A velhice é um processo individual (Freud), simultaneamente social (Marx), cultural (Morgan/Engels) e de evolução natural (Darwin), indiscutível e inevitável sobre a morte (Ariès), para qualquer ser humano, dando sentido (Weber) e forma à vida (Simmel). Nessa fase sempre ocorrem mudanças biológicas, fisiológicas, psicossociais, econômicas e políticas que compõe o cotidiano (Lukács/Heller) da vida das pessoas.
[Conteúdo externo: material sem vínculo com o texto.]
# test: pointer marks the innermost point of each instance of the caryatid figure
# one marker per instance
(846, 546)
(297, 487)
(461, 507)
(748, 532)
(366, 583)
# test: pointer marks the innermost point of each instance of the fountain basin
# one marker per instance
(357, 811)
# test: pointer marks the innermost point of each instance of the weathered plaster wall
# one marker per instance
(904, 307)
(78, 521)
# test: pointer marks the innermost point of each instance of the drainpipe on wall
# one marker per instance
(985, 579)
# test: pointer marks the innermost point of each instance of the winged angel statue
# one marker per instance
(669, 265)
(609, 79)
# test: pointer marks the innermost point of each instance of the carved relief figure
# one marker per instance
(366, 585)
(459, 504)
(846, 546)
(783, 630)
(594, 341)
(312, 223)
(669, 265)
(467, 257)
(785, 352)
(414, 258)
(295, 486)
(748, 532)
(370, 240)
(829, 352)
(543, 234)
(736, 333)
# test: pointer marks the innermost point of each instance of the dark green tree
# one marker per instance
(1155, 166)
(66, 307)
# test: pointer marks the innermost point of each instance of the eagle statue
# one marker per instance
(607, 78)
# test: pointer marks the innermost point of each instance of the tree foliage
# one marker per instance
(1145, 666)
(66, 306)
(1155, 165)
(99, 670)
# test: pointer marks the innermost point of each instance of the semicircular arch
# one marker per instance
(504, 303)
Em muitas culturas e civilizações, principalmente as orientais, o velho, o idoso é visto com respeito e veneração, representando uma fonte de experiência, de seu valioso saber acumulado ao longo dos anos, da prudência e da reflexão. Enquanto em outras, o idoso tem como representação social estigmas (Goffmann) como: “o velho”, “o ultrapassado” e psicologicamente falando: “a falência múltipla do potencial do ser humano”.
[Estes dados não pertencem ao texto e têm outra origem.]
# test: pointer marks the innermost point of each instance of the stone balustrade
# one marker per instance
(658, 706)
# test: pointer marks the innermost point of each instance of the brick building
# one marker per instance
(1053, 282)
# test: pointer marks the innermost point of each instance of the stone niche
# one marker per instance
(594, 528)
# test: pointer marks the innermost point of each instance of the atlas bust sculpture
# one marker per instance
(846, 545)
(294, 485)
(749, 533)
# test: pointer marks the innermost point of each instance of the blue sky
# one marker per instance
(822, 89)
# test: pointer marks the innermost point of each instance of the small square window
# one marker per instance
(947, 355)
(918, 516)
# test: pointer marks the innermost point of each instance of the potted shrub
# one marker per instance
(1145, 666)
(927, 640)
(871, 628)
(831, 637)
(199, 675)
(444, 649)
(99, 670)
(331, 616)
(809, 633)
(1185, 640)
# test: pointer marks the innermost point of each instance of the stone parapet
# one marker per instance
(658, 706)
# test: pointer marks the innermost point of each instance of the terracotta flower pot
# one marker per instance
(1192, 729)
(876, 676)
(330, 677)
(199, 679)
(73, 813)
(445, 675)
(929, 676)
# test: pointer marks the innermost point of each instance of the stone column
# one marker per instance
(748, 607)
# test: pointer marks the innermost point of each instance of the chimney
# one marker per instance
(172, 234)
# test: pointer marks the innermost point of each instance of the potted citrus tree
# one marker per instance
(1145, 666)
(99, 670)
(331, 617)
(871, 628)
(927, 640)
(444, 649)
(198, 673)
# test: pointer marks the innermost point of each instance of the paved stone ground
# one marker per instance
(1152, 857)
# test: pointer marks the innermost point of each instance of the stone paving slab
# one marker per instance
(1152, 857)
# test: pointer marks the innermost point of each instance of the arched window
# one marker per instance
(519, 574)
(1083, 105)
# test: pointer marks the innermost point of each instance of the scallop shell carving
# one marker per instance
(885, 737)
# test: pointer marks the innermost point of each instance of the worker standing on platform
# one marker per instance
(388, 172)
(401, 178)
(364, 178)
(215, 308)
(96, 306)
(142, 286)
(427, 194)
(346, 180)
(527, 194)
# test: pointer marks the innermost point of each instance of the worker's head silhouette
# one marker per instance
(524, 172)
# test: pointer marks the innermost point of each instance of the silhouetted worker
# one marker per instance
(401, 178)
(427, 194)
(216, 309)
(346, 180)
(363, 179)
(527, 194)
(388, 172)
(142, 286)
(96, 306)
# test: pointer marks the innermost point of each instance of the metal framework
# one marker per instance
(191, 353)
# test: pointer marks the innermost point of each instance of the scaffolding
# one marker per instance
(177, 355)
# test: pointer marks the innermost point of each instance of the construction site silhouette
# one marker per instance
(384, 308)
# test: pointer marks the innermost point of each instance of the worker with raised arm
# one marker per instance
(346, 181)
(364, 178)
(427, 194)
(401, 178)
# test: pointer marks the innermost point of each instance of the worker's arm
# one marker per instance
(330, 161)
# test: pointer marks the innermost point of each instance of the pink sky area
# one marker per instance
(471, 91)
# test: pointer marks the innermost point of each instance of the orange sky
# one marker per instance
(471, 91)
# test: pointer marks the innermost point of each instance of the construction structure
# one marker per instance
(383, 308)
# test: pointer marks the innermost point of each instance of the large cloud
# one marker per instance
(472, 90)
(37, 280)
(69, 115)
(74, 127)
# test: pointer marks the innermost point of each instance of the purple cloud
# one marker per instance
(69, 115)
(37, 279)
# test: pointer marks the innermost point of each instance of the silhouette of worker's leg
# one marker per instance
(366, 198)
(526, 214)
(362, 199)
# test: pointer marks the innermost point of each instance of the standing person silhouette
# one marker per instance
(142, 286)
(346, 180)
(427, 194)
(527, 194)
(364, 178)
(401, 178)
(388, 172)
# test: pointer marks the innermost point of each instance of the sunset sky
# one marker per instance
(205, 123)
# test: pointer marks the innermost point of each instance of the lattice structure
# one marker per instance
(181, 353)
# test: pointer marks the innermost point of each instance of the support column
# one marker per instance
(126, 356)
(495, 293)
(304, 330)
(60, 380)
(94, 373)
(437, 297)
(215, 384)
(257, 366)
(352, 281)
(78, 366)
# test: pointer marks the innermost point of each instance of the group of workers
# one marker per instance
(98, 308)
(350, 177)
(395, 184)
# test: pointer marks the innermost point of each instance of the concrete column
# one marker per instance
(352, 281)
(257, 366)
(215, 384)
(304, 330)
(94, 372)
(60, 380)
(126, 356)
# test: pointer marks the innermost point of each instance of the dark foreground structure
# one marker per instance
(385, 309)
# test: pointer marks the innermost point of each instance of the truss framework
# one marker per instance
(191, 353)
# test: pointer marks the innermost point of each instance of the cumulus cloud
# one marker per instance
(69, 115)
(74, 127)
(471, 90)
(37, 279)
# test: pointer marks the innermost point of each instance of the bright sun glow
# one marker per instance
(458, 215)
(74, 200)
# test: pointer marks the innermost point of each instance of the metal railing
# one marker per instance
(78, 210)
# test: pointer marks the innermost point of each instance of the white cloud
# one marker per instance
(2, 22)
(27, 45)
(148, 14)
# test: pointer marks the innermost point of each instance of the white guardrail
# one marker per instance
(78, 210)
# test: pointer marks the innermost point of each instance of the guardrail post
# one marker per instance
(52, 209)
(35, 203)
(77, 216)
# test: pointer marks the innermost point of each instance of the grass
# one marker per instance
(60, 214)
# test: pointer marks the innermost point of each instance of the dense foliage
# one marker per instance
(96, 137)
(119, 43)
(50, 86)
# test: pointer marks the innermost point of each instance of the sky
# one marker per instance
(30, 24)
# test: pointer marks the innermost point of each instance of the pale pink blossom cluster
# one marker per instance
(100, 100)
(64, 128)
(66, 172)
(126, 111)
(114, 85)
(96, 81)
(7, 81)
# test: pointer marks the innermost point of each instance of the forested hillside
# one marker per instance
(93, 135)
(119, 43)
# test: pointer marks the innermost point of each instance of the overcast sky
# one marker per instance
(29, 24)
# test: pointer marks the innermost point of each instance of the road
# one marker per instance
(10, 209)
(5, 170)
Tese: Estudos recentes têm demonstrado cada vez com maior clareza do ponto de vista técnico-metodológico (pesquisa empírica) e científico (discursivo) que, o avanço da idade não determina a deterioração da inteligência, pois ela está associada à educação, ao padrão de vida, a vitalidade física, mental e emocional. Também é preciso perder o preconceito (cf. Arendt, 2009) sobre a idade cronológica das pessoas. Vale fazer um alerta importante, talvez, só na América do Sul estima-se que no início deste novo milênio mais de 30 milhões de pessoas estarão com idade acima de 60 anos. No Brasil, só o Estado de São Paulo representará quase três milhões de pessoas ou cerca de 8% dessa população. O aumento desta população tende a expandir ainda mais nas próximas décadas, o que justifica o interesse e a preocupação da sociedade e do governo em criar ações para tratar questões ligadas à velhice.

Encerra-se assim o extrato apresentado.